Santa Cruz isn't Denmark, and That is Exactly the Point
A recent commentary in Lookout Santa Cruz reads like a eulogy for a progressive era its author helped define. But let’s be honest: that era was never as pure or effective as its champions like to remember. Santa Cruz has long been governed not by practical progressivism, but by rigid idealism—often led by older white men who treated compromise as betrayal and pragmatism as weakness.
The truth is, America is a country of extremes—both natural and social. We swing between liberal and conservative, idealism and realism. We are not Denmark, where politics are relatively stable and society cohesive, but also, frankly, a little bland. Santa Cruz reflects America’s volatility, but with our own local flavor.

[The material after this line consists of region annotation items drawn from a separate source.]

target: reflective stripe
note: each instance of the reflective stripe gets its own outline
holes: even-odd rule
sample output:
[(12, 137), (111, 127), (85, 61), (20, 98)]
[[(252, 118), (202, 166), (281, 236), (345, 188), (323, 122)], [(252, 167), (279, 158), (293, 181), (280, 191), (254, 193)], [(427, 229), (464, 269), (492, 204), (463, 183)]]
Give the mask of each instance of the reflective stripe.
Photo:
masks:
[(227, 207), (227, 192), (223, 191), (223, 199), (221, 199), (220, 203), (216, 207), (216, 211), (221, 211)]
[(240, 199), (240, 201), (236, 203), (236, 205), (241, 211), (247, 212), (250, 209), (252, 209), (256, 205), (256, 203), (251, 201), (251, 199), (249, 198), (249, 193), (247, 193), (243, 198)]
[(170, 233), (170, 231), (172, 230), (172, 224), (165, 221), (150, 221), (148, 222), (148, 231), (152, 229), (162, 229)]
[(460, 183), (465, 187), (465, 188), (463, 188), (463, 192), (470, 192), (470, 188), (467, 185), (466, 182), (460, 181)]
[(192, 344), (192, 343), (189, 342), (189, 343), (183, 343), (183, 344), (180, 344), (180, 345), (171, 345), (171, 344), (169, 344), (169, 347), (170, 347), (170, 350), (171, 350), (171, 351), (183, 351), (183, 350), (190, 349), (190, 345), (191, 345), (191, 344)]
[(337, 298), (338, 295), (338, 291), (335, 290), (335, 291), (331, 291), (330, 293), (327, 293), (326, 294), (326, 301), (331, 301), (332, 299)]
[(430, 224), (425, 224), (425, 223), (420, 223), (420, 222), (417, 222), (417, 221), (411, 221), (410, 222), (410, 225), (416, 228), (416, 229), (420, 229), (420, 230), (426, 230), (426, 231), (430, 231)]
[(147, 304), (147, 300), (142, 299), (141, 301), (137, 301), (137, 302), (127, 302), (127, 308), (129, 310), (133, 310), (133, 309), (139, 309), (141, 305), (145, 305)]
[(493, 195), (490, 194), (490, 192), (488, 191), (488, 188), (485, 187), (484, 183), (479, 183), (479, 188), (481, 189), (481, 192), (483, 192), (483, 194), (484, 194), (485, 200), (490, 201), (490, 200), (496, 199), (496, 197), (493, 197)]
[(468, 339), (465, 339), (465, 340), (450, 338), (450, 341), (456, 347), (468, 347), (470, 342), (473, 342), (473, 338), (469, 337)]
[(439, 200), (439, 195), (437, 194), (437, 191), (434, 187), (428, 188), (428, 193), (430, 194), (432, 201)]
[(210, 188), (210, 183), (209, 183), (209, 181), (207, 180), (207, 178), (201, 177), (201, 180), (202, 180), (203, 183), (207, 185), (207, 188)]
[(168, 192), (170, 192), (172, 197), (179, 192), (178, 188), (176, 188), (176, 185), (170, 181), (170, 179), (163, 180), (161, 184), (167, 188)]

In most of the country, I’d be considered a flaming liberal. But here in Santa Cruz, I’m a pragmatic, middle-of-the-road liberal. And I’m not alone. More and more residents are realizing that rigid ideology hasn’t solved our housing crisis, improved our transportation system, or made local government more functional.
The generation that defined Santa Cruz’s old-school progressivism—people who were certain of their worldview and dismissive of dissent—is aging out. They had some real wins, but they also left behind a mess: unaffordable rents, broken infrastructure, and political clubs more focused on purity tests than public service.
Unfortunately, ideological extremism tends to provoke its opposite. By refusing to adapt to changing realities, the progressive establishment opened the door for a more conservative, reactionary response—not because it offered better ideas, but because people were desperate for something different.
We don’t need to swing to the right. We need to move forward—with leaders who are less interested in reliving the political battles of the ’70s and more focused on solving today’s problems. Santa Cruz deserves pragmatic, inclusive politics grounded in the reality we live in, not the nostalgia some still cling to.
It’s time for our politics to grow up—not give up.